There are some disturbing similarities between this tale and the Grimm’s tale “The Virgin Mary’s Child.” In both tales, a young woman is tested by being given the keys to a room she’s forbidden to enter and left alone to see what she will do. In both tales, there’s a magical tell tale sign that gives her away when she transgresses.
Still, there are major differences. We can assume the Virgin Mary is good even if she does take people’s children away. She takes them them to Heaven. She is an agent of Heaven. Also, in her tale the forbidden room houses the Holy Trinity.
Bluebeard is not good. Bluebeard is your basic psycho ax murderer. Bluebeard’s forbidden room contains the chopped up parts of his former wives.
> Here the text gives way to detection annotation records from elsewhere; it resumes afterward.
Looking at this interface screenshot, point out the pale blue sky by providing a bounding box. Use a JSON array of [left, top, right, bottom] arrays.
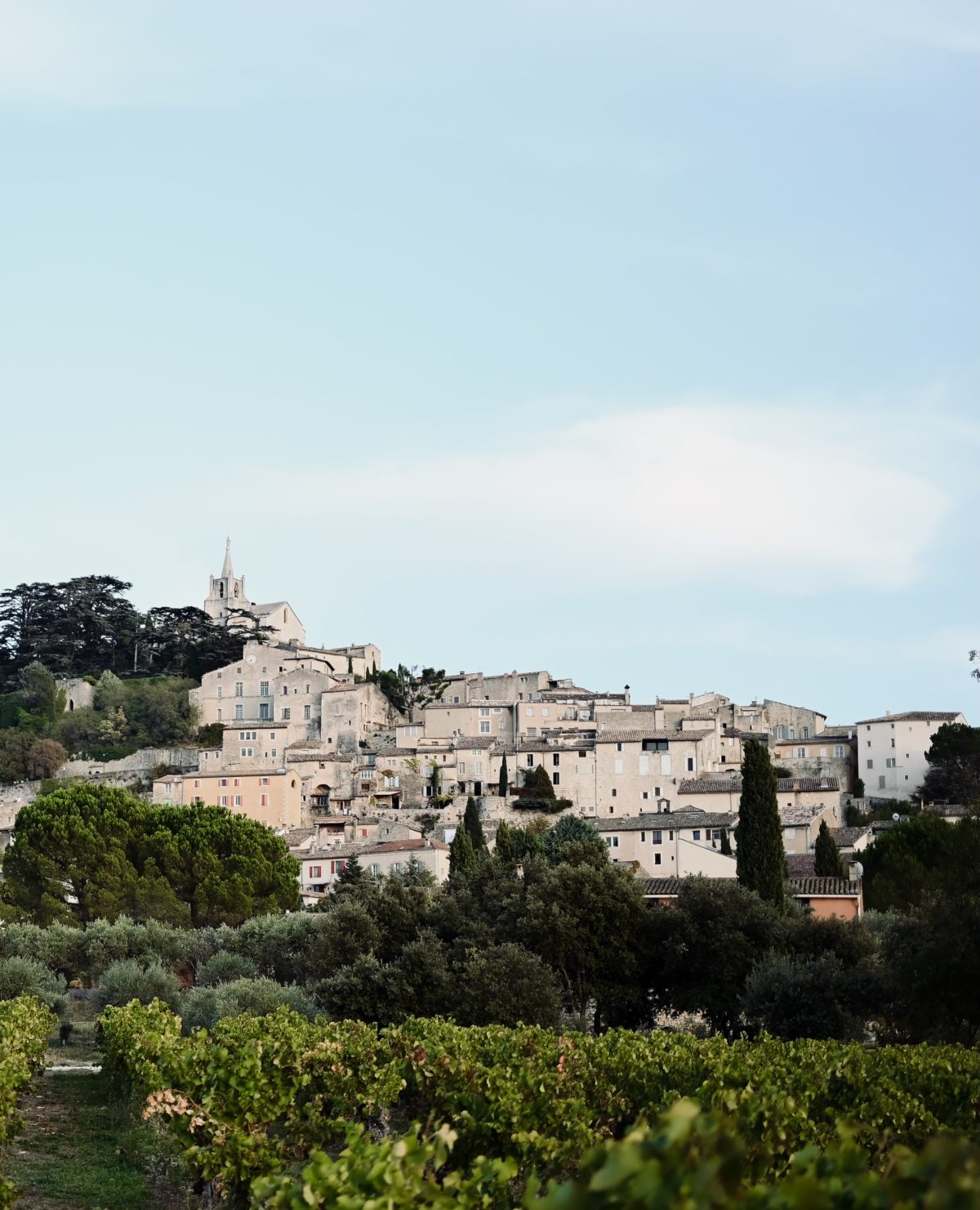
[[0, 0, 980, 722]]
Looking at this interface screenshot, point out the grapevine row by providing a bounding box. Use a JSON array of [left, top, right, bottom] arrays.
[[101, 1003, 980, 1205], [0, 996, 58, 1210]]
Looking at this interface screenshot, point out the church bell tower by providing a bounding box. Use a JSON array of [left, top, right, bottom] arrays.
[[204, 538, 251, 622]]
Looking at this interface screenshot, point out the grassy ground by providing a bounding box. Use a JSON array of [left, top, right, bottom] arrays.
[[3, 1069, 193, 1210]]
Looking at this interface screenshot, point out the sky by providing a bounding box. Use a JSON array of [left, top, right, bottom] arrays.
[[0, 0, 980, 722]]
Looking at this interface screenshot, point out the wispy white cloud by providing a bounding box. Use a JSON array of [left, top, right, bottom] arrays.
[[305, 400, 953, 596], [0, 0, 980, 107]]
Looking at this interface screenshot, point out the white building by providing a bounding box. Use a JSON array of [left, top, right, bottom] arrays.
[[855, 710, 967, 798]]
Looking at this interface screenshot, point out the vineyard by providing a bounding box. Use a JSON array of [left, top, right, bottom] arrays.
[[0, 996, 58, 1210], [101, 1003, 980, 1210]]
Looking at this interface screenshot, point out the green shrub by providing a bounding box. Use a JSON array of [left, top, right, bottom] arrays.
[[0, 956, 65, 1003], [179, 979, 317, 1032], [196, 950, 258, 987], [99, 958, 178, 1008]]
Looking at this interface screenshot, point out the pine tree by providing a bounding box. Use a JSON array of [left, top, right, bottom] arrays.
[[736, 739, 786, 909], [449, 828, 479, 882], [462, 795, 489, 860], [813, 819, 846, 878]]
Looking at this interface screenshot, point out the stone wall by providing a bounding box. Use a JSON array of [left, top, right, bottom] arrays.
[[56, 748, 197, 780]]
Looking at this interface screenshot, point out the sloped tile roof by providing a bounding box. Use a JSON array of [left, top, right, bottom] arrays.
[[595, 729, 714, 744], [854, 710, 960, 727]]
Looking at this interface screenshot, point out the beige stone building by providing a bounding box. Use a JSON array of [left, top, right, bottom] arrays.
[[292, 838, 449, 906], [595, 810, 736, 878], [204, 538, 306, 644], [153, 768, 302, 828], [855, 710, 967, 800]]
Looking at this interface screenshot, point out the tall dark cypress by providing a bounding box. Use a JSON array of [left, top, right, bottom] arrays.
[[462, 795, 488, 860], [813, 819, 844, 878], [734, 739, 786, 908]]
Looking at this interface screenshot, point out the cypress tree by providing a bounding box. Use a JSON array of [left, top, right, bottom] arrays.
[[813, 819, 846, 878], [449, 828, 479, 881], [736, 739, 786, 909], [462, 795, 489, 860], [334, 853, 364, 894]]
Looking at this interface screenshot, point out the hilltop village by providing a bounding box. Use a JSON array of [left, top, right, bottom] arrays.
[[137, 543, 965, 916]]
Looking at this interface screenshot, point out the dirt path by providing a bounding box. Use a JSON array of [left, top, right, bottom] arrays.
[[3, 1065, 191, 1210]]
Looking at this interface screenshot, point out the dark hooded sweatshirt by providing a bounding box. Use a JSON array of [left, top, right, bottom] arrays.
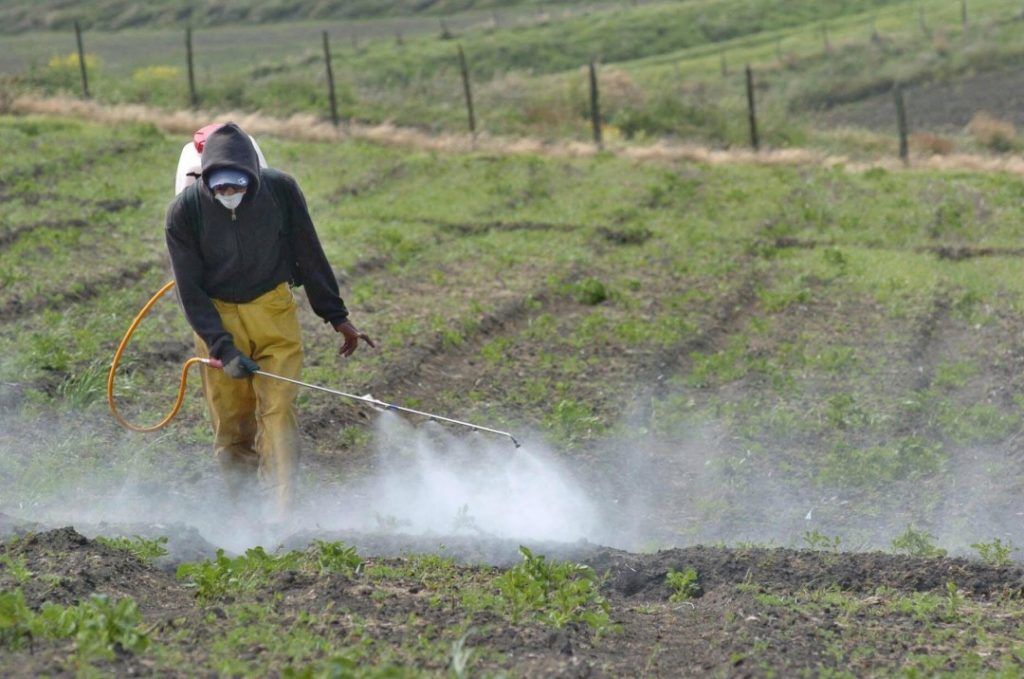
[[165, 123, 348, 363]]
Blue beard is definitely evil.
That’s why Charles Perrault’s moral at the end of the tale is so messed up, especially from the point of view of a 21st century woman.
Curiosity, in spite of its appeal, often leads to deep regret. To the displeasure of many a maiden, its enjoyment is short lived. Once satisfied, it ceases to exist, and always costs dearly.
Really, Perrault? The man is a serial killer, and the moral of the tale is that women shouldn’t be too curious and shouldn’t interfere in the affairs of men? I don’t think so.
He must have known that his moral was somewhat incongruous with the nature of the tale because he added a second moral--and somehow managed to make things even worse.
Apply logic to this grim story, and you will ascertain that it took place many years ago. No husband of our age would be so terrible as to demand the impossible of his wife, nor would he be such a jealous malcontent. For, whatever the color of her husband's beard, the wife of today will let him know who the master is.
No, Perrault. The moral of the story is not that modern men are too soft on their wives.
Let’s try this again.
Moral
If you suspect a man has a creepy and possibly violent past, don’t let his money blind you to the fact that you should probably proceed with an excess of caution before deciding to marry him and make yourself vulnerable to his violent behavior.